IRONING, IRONING (For Tillie Olsen)
Like a drunken fool I pick out the wrinkles linen and shirt,
the foam-green dress, the black, long sleeve T
and I drink ice cold glasses of lemon tea
as the temperature lingers at 90 plus degrees.
When I ironed as a 12-year old, I listened
to the radio. Imogene Coco and Sid Caesar battled
in their boisterous humor, the Lone Ranger
and his faithful companion, Tonto,
rode in clouds of dust,
but I liked his real name better,
Jay Silverheels. “The Inner Sanctum,”
“The Whistler,” and Jack Benny
with his arms akimbo,
and his sidekick Rochester.
I can see Tallulah Bankhead,
her heavily mascaraed eyes.
I hear her deep-throated voice
and smell her cigarette breath.
These radio characters were good company
as I ironed and ironed my father’s pants,
my mother’s dresses, my sister’s blouses
and my own pajama tops and bottoms
that Ma Ma sewed just for me.
No, these were not PJ’s for sleeping.
I felt ashamed because I was a girl
and had to wear pants which were not in style.
I wanted to wear flower-print dresses
with crisp, peter-pan collars
like my sisters and girlfriends,
but couldn’t because my eczema
had a field day with ripe, red hives
blossoming onto my skin, conquering
the body that I thought I owned.
When I was young, I thought that ironing
was drudgery, only the work
that poor Chinese or black girls did,
not for pin money, but for money, period.
When I ironed at midnight, Bah Bah fried
his golden pork chops in a cast-iron pan
and drank his V.O. in our kitchen.
He already worked a long day and evening
at our Great China Restaurant.
And we became companions,
father and daughter, staples in the kitchen,
using our hands to cook and iron,
silent with our unexpressed dreams.
“Marriage, hmphh!” blurted Bah Bah one night
and I said nothing. I only ironed and ironed,
thinking the hissing of the steam iron
was noisy enough for both of us.
Now I practically dance as I iron
because I’ve had so much practice.
Retrieving from my woven Japanese basket
the postcard reproduction of a painting
called “Ironing” by Jacob Lawrence
who now resides with the world’s dead painters.
In the painting, three Black women, tall and angular,
in white cotton cloche hats and sleeveless white dresses,
hunker down with heavy black irons.
They had no steam irons, just their muscles
and grit finishing up some mistresses’
blouses, aprons and tablecloths.
They dig and lift, push and slide and lift again,
their thoughts submerged into the irons
as their fingers maneuver on the ironing boards
as expertly as ice skaters on a rink.
These ironers (this word has dignity)
ironed on hot nights, cold mornings, doing the work
their white employers paid them little to do.
Jacob Lawrence didn’t paint the ironers’ eyes,
their noses, their mouths. I don’t know
if they were smiling or gossiping, if they were worried
about the day’s meager wages, if there was
enough milk or cereal for their children.
Technology cannot give us digital ironing.
Who’d want it? You mean flicking a switch,
pointing the arrow at an icon
and your ironing’s done? Astronauts swallowing
pills for honey-baked ham and chocolate éclairs?

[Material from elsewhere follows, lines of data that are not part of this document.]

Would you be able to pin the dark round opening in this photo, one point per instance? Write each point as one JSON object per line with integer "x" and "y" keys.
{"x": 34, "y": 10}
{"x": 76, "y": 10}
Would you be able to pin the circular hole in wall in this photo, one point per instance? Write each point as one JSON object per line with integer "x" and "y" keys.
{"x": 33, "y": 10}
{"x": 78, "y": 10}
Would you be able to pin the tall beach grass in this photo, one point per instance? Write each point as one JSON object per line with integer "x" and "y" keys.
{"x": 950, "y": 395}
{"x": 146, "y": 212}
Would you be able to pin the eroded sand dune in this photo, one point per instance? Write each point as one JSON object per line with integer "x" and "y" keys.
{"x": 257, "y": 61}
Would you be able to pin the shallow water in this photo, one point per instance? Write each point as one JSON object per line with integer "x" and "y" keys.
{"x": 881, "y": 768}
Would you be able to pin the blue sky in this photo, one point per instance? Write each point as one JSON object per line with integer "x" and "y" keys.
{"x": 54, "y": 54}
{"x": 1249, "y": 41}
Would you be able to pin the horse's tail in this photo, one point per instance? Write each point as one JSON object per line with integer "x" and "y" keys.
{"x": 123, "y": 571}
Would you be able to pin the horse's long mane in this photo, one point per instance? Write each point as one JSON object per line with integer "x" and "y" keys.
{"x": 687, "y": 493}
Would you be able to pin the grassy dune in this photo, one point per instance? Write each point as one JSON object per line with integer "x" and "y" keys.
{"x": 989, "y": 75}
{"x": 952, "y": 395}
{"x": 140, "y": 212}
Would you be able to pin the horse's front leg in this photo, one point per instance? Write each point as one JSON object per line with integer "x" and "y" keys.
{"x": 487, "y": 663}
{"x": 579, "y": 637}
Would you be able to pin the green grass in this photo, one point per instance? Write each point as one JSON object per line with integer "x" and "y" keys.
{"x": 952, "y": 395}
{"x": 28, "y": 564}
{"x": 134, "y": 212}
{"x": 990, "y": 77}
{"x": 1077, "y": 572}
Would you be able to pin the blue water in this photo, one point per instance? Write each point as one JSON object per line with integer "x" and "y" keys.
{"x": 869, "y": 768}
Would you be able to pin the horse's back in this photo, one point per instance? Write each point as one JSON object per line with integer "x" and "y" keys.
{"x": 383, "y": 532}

Ironing is honest work, ironing is what
Ma Ma’s brother-in-law from China did,
a handsome laundry man we addressed as Ah Chenk
with his own laundry
at the mouth of Stockton St. Tunnel
entering Chinatown. Here, Chinese men ironed
and pressed white linens, men’s dress shirts,
women’s dresses, even rich folks underwear.

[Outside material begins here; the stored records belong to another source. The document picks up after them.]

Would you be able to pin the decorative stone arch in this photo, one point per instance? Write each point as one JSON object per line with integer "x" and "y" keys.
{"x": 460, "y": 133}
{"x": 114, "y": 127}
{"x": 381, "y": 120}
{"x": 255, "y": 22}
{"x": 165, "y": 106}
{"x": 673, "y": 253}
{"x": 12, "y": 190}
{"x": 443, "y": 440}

I probably will never stop ironing
even though it’s smart to look wrinkled
these days. Savoring the rhythm, the honesty,
on this, the hottest night of the year,
I stand here, ironing, ironing.
Ironing, Ironing by Nellie Wong was first published in Meridians: Feminism, Race, Transnationalism, Volume 3, No. 1, 2002, Wesleyan University Press.
The poem is dedicated to Tillie Olsen. In 1983, Nellie traveled to China on the first U.S. Women Writers Tour to China sponsored by the U.S.-China Peoples Friendship Association with Tillie Olsen, Alice Walker, Paule Marshall, among others, the only Chinese American woman to be included.
Nellie read Ironing, Ironing on Saturday, November 19, 2022, accompanied by harpist Destiny Muhammad, in response to Women’s Liberation Talking Mask (1973) and “Mother’s Quilt (1982) by Faith Ringgold for The Last Hoisan Poets & Friends “American People: Celebrating Faith Ringgold” at the de Young Museum.
Nellie’s poem also references Ironers (1943), a work of art by Jacob Lawrence.